The files DIRAC/tests/Integration/all_integration_client_tests.sh and DIRAC/tests/Integration/all_integration_server_tests.sh contain all the integration tests that will be executed.

If you are a developer you should be able to extrapolate from the above those parts that you need, in case you are testing only one specific service.

Running integration tests locally

The integration tests which are ran on GitHub/GitLab can be ran locally using docker.

To run all tests in one command, which takes around 20 minutes, position yourself in the DIRAC root directory and then run:

docker run --rm -it --privileged --name dirac-testing-host \
  -e CI_PROJECT_DIR=/repo/DIRAC -e CI_REGISTRY_IMAGE=diracgrid \
  -v /var/run/docker.sock:/var/run/docker.sock -v $PWD:/repo/DIRAC -w /repo \
  diracgrid/docker-compose-dirac:latest bash \
  DIRAC/tests/CI/run_docker_setup.sh

As you can see from the command above, privileged runners are needed, as the test is done by running docker in docker (“dind”). The tests will be done using the image diracgrid/docker-compose:latest which already includes docker compose, which is necessary for running the tests.

After exiting the docker containers for the databases, server and client will still be running. This allows docker exec to be used to connect to the container for debugging. For example, to re-run the server and client tests:

docker exec -it -u dirac -w /home/dirac -e INSTALLROOT=/home/dirac -e INSTALLTYPE=server server \
  bash TestCode/DIRAC/tests/CI/run_tests.sh
docker exec -it -u dirac -w /home/dirac -e INSTALLROOT=/home/dirac -e INSTALLTYPE=client client \
  bash TestCode/DIRAC/tests/CI/run_tests.sh

Once finished the containers can be removed using docker rm --force server client elasticsearch mysql.

Validation and System tests

Validation and System tests are black-box tests. As such, coding them should not require knowledge of the inner design of the code or logic. At the same time, to run them you’ll require a DIRAC server installation. Examples of a system test might be: send jobs on the Grid, and expecting them to be completed after hours. Or, replicate a file or two.

Validation and system tests are usually coded by software testers. The DIRAC repository contains, in the tests package a minimal set of test jobs, but since most of the test jobs that you can run are VO specific, we suggest you to expand the list.

The server lbcertifdirac70.cern.ch is used as “DIRAC certification machine”. With “certification machine” we mean that it is a full DIRAC installation, that connects to grid resources, and through which we certify pre-production versions.
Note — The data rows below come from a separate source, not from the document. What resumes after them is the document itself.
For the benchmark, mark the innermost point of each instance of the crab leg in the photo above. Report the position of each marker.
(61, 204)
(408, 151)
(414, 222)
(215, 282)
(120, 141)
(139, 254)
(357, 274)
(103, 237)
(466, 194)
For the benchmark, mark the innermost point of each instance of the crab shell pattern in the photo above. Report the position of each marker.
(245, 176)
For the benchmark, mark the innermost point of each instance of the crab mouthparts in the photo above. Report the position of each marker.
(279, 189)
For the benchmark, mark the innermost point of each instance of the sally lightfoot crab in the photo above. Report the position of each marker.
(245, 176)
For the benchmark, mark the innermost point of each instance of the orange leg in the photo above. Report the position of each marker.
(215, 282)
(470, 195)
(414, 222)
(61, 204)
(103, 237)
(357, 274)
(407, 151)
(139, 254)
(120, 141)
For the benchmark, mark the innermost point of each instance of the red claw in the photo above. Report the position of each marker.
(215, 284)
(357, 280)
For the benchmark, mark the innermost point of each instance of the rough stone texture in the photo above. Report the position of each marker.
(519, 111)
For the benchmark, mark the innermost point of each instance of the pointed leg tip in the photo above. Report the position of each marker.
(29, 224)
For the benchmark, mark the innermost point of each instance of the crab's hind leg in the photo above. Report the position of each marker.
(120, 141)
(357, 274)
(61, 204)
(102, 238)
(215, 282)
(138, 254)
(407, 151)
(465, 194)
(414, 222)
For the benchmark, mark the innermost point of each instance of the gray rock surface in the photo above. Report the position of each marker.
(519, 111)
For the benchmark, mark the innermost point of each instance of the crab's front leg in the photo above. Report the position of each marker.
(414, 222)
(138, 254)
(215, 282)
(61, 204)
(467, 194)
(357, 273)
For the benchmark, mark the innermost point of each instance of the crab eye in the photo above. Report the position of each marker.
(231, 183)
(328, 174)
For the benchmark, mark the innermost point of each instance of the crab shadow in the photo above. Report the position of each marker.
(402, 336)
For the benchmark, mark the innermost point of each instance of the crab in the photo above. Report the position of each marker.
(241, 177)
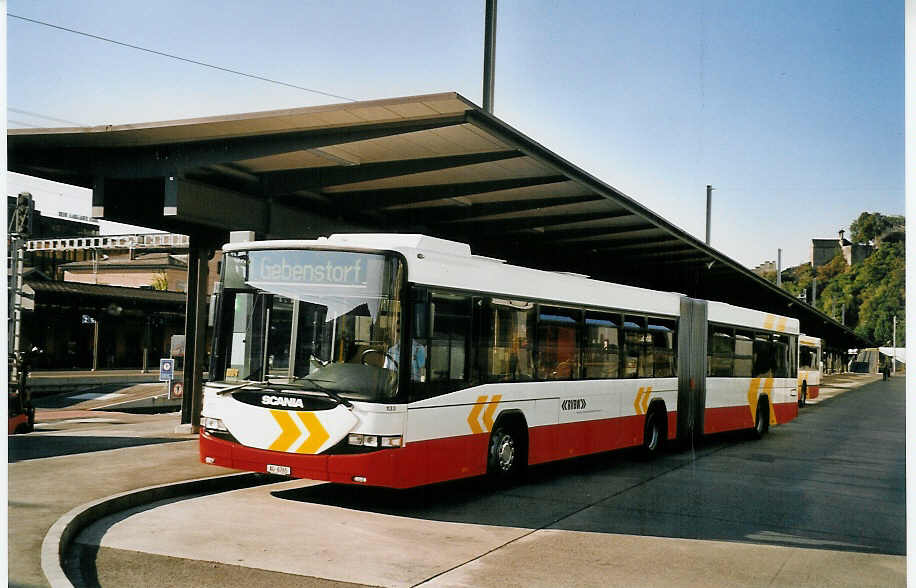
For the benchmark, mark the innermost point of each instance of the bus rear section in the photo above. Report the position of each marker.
(810, 368)
(746, 379)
Normally, the latest DIRAC pre-releases are installed there. Its access is restricted to some power users, for now, but do request access if you need to do some specific system test. This installation is usually not done for running private tests, but in a controlled way can be sometimes tried.

The certification process

Each DIRAC release go through a long and detailed certification process. A certification process is a series of steps that include unit, integration, validation and system tests. We use detailed trello boards and slack channel. Please DO ASK to be included in such process.

The template for DIRAC certification process can be found at the trello board and the slack channel is here

Footnotes

[1]Or even better software requirements document, if any of such exists. Otherwise this is a great opportunity to prepare one.
[2]To better understand this term, think about a movie industry: if a scene movie makers are going to film is potentially dangerous and unsafe for the leading actor, his place is taken over by a stunt double.
[3]And eventually is killing him with a gun. At least in a TV show.
[4]You may ask: isn’t it silly? No, in fact it isn’t. Validation of input parameters is one of the most important tasks during testing.